56

Through the windshield of his car, Pasquale watched the cop cross the parking-lot of the shopping mall. The guy had a slight limp. He was hurrying in an odd hip-hop fashion.

Pasquale drove slowly in the cop’s general direction, then braked. The cop vanished between a line of parked cars a moment and Pasquale, tapping his fingers on the wheel, waited for the guy to step back out into full view. He didn’t like this situation, this waiting, all these shoppers going about their business. Waiting frayed his edges.

The cop re-emerged between a parked camper with a bumper-sticker saying DIVERS DO IT DEEPER, and a flashy new pick-up truck painted in blue and burgundy streaks. Pasquale remembered he’d had a bumper-sticker one time with Bruce Springsteen’s face on it and an electric guitar. An old Camaro he’d owned when he was nineteen. Nice car. Babes liked it. Not like this one he was presently driving. This car was a total fuck-me embarrassment. It wasn’t the kind of thing he’d want acquaintances to see him cruise around in.

He watched the cop pat the pockets of his jacket like he was looking for something. Shoppers walked in front of the car. One little kid stared at him and made a face, poking his ugly nose out of shape with a middle finger and pulling down the flesh under both eyes.

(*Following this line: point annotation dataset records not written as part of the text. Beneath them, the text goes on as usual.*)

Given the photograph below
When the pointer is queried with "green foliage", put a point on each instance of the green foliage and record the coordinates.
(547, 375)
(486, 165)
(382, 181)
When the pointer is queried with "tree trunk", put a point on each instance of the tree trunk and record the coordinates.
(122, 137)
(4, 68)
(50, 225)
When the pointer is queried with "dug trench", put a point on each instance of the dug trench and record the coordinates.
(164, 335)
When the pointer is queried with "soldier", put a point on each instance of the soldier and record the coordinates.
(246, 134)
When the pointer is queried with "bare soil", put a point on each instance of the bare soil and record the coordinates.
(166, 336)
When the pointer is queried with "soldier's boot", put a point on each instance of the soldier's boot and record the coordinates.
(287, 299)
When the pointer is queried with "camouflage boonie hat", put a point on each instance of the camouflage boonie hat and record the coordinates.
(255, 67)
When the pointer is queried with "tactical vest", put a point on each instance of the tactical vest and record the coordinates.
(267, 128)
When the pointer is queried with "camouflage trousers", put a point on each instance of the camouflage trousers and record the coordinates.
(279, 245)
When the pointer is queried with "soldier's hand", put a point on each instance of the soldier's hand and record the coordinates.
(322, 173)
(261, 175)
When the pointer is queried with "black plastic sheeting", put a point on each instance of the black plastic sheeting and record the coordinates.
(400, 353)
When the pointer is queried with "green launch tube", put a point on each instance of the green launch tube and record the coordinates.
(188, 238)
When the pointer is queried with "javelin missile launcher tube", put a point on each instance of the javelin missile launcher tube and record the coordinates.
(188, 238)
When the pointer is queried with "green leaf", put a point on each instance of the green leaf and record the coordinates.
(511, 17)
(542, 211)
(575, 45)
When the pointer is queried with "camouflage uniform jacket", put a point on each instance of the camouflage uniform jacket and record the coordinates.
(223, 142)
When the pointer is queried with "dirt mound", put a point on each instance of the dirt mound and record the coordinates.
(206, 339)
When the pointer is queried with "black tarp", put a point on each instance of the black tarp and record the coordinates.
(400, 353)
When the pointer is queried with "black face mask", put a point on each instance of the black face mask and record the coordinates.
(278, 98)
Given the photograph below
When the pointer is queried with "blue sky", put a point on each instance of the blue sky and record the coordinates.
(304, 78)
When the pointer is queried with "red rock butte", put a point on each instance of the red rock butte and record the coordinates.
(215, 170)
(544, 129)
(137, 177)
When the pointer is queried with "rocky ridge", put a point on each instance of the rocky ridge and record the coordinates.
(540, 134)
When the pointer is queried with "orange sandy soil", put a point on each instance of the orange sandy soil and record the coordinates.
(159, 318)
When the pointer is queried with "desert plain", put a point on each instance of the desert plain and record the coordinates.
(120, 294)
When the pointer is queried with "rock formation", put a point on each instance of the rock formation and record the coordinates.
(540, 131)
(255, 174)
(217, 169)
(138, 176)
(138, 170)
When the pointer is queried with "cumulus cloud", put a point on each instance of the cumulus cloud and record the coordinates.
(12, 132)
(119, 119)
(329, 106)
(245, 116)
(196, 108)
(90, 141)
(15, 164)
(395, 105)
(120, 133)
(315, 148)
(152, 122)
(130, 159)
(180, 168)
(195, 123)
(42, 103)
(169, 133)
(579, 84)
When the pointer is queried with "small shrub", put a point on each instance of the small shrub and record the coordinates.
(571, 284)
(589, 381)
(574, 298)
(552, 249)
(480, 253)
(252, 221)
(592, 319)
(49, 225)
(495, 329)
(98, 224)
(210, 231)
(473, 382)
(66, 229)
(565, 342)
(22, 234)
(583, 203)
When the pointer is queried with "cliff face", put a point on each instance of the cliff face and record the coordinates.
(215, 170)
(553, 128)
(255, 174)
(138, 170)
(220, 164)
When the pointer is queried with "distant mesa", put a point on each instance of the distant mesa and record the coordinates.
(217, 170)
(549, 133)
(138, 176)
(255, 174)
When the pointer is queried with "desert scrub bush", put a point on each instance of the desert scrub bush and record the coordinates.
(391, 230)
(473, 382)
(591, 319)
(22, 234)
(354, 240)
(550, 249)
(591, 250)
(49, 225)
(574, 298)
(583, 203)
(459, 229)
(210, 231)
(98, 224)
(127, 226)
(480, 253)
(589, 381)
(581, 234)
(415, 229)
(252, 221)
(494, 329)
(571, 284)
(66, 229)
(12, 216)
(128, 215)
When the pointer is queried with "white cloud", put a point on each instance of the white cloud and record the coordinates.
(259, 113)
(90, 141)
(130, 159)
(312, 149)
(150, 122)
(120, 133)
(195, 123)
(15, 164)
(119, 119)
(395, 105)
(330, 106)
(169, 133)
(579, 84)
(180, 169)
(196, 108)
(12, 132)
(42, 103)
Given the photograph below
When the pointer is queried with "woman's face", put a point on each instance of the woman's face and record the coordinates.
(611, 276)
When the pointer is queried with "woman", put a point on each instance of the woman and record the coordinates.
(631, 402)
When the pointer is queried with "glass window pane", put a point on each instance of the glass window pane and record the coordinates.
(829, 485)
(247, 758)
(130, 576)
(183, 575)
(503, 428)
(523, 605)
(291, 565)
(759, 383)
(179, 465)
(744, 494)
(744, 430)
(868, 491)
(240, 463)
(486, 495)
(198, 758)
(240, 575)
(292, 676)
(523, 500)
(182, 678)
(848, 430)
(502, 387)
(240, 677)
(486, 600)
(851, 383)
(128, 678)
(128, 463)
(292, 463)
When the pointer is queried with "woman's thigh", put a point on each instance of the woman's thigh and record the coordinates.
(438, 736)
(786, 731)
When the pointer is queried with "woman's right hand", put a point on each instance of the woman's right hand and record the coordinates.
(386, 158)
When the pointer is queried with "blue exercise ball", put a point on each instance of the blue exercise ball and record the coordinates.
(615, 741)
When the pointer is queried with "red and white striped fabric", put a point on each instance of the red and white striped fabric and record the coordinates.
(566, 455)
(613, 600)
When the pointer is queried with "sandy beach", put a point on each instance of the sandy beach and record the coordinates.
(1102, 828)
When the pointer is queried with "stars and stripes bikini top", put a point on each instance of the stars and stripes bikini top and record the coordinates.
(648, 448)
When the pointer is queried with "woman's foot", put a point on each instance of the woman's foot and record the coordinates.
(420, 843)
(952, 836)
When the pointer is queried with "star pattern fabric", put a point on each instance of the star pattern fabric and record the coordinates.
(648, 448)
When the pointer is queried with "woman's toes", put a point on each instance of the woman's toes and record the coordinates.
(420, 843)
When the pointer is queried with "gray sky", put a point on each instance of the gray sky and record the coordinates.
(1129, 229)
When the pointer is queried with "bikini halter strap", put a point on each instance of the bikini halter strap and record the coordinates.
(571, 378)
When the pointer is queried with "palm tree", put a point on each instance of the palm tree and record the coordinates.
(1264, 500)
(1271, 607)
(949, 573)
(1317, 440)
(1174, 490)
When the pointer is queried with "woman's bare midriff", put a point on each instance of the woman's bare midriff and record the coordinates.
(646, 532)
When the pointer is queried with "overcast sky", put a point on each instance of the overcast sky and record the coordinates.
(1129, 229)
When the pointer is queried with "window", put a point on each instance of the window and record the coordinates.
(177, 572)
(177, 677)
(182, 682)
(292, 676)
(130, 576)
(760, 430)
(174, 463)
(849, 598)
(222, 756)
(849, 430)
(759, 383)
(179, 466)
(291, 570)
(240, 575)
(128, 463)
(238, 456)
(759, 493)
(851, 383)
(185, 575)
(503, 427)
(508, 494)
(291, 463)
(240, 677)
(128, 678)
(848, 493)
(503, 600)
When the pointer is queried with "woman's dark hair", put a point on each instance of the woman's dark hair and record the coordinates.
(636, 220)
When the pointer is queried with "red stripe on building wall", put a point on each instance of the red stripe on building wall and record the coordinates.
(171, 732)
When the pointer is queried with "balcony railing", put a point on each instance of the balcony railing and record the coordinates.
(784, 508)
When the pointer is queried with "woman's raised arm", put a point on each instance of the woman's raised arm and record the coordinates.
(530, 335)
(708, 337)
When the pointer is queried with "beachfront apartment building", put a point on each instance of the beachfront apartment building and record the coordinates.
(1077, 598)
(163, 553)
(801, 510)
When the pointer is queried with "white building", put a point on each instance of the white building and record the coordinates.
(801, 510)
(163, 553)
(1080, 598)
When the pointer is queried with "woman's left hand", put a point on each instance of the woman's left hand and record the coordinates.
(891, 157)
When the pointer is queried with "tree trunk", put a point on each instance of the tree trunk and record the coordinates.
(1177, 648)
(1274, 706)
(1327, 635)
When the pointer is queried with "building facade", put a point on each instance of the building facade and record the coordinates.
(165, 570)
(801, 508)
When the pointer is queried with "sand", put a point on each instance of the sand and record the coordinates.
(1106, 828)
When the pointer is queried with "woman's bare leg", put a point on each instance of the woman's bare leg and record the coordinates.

Pasquale rolled the window down. ‘Your face’ll stay that way, asshole.’

The kid flipped him a finger, then skipped away. Brat. Pasquale revved the engine. The cop was in open space, a bunch of keys in his hand, and Pasquale pressed his foot down on the gas pedal.

Go. This is your best chance.

The cop seemed oblivious to the car. He was elsewhere, wrapped up in his thoughts.

One hit, Pasquale thought.

He was a couple of hundred feet from the cop, who was still unaware of the car bearing down on him. It’s gonna be one of those last second things, Pasquale thought, the cop raising his face just before impact, fear and surprise thundering through him when it was too late to take evasive action.

Pasquale floored the gas pedal.

The cop turned. His face had a stricken look, like this was all some kind of mistake or a sequence in a very bad dream.

You’re not dreaming, buster.

The car struck the cop and tossed him in the air, and Pasquale felt the crack of impact and saw the guy tossed to one side, plaid jacket open and flapping in a draught of air, glittering coins falling from his pockets, a clutch of keys seeming to hang like a small silver kite.

In his rear-view mirror Pasquale saw the cop land on his side and roll over and then – holy shit! – he was raising himself up on one knee. His jacket was covered in blood and he was shaking his head in a dazed, pained way, clutching his arm, which had to be broken because it was bent at a weird angle, and his mouth hung open and contorted.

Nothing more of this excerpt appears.